The detective opened a door to the cellar stairs. “Give a shout if you need anything.”
“Thank you.” The Cutthroat paused on the steps to look at the wall of posters. “Do you think you’ll catch all those guys?”
“That’s our job.”
“Do you?”
“What?”
“Catch them all?”
“We never give up.”
“Never?”
The Cutthroat studied his poster. He recognized the hand of a newspaper illustrator back in London. A decent artist, but the likeness wasn’t specific. He was tempted to stand beside it, yank off his walrus mustache, and ask, “Look familiar?”
He could use every tool in his box. Theater lights were all electric now, but he had learned gas fitting back in his apprentice days when footlights, wing lights, and border lights burned “town gas.” Here in Cincinnati, it was the new and abundant and more potent “natural,” taken from the ground instead of manufactured from coal.

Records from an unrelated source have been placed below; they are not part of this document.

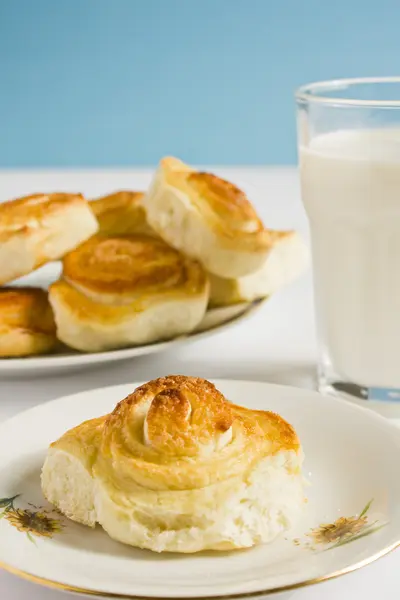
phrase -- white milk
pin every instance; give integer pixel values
(351, 192)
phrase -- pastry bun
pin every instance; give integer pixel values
(286, 260)
(121, 213)
(176, 467)
(207, 218)
(41, 228)
(26, 322)
(126, 290)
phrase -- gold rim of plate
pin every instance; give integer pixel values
(50, 583)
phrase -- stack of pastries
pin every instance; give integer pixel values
(176, 467)
(137, 267)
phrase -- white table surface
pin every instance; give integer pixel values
(277, 345)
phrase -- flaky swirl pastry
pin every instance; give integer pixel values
(177, 467)
(26, 322)
(125, 290)
(181, 433)
(121, 213)
(39, 228)
(208, 218)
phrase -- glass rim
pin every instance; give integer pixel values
(309, 92)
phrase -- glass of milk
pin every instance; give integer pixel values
(349, 152)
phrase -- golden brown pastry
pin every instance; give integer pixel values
(126, 290)
(26, 322)
(41, 228)
(286, 260)
(207, 218)
(121, 213)
(176, 467)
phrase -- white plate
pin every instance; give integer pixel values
(214, 321)
(351, 462)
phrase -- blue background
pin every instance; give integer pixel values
(122, 82)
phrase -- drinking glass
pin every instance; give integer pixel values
(349, 154)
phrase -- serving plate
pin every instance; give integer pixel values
(352, 516)
(65, 358)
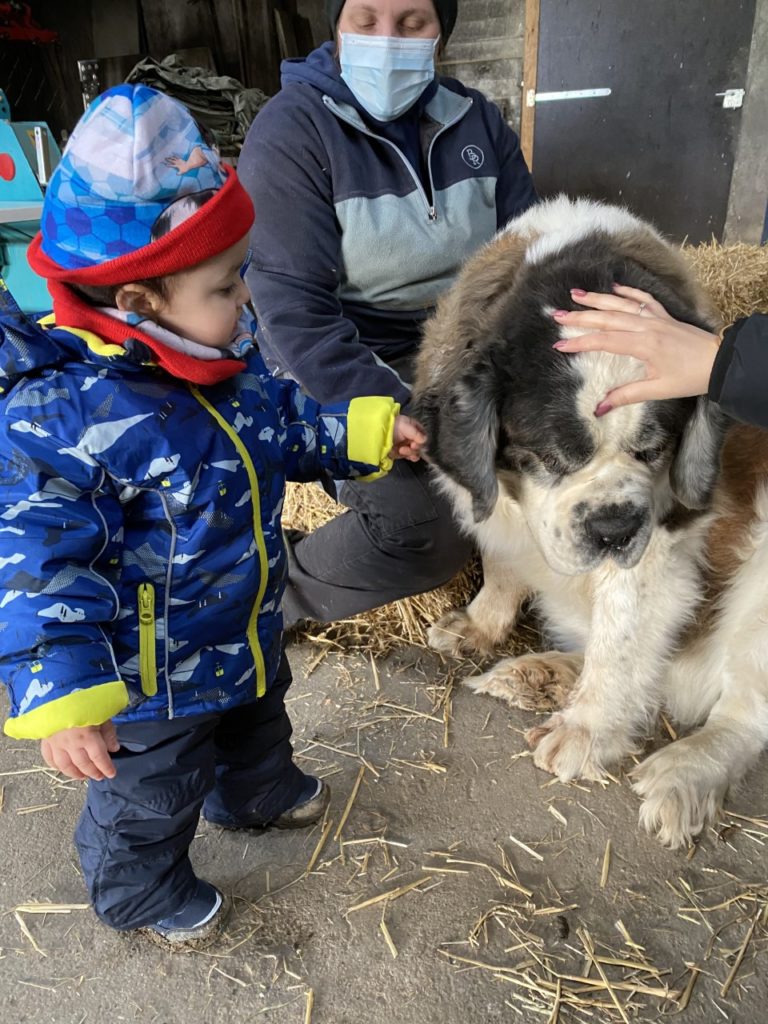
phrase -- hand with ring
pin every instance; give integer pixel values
(677, 356)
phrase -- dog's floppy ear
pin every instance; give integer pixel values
(462, 428)
(696, 464)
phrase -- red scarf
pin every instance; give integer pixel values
(71, 310)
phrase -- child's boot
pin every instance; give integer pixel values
(196, 925)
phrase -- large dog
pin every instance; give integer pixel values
(642, 536)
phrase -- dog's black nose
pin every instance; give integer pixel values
(613, 527)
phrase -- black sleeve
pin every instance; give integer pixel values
(739, 377)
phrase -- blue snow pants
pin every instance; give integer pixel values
(135, 830)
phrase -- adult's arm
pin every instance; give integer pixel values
(295, 269)
(739, 376)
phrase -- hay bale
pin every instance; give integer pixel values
(736, 276)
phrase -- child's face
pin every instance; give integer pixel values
(204, 304)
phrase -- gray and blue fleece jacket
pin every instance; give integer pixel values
(360, 225)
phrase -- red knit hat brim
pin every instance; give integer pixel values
(217, 225)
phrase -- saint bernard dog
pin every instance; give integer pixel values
(641, 536)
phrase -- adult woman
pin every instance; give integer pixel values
(373, 180)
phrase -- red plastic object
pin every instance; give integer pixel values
(7, 167)
(17, 26)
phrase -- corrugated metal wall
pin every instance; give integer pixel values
(485, 51)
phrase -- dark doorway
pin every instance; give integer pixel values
(663, 142)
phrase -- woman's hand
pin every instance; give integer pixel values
(408, 439)
(678, 357)
(82, 753)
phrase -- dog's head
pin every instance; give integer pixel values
(515, 418)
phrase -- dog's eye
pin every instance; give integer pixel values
(552, 465)
(648, 456)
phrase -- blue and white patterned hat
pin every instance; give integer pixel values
(134, 153)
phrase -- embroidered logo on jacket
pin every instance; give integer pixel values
(473, 156)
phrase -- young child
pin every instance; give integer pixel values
(145, 450)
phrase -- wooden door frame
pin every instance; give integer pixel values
(529, 72)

He found the live-gas inlet pipe, found the master cock, and closed it. He removed the meter from the inlet and outlet pipes. The inlet and outlet holes were supposed to be tightly corked to keep air away from the residual gas inside the meter. Instead, he left them open and laid the meter on the cellar floor, directly under the service pipe, which would get you sacked in a flash by any supervisor who noticed. Then he bridged the inlet and outlet pipes with a prethreaded length of lead pipe, in which he had drilled a microscopic pinhole. He opened the master cock. The gas that leaked slowly through the pinhole would gather in the cellar.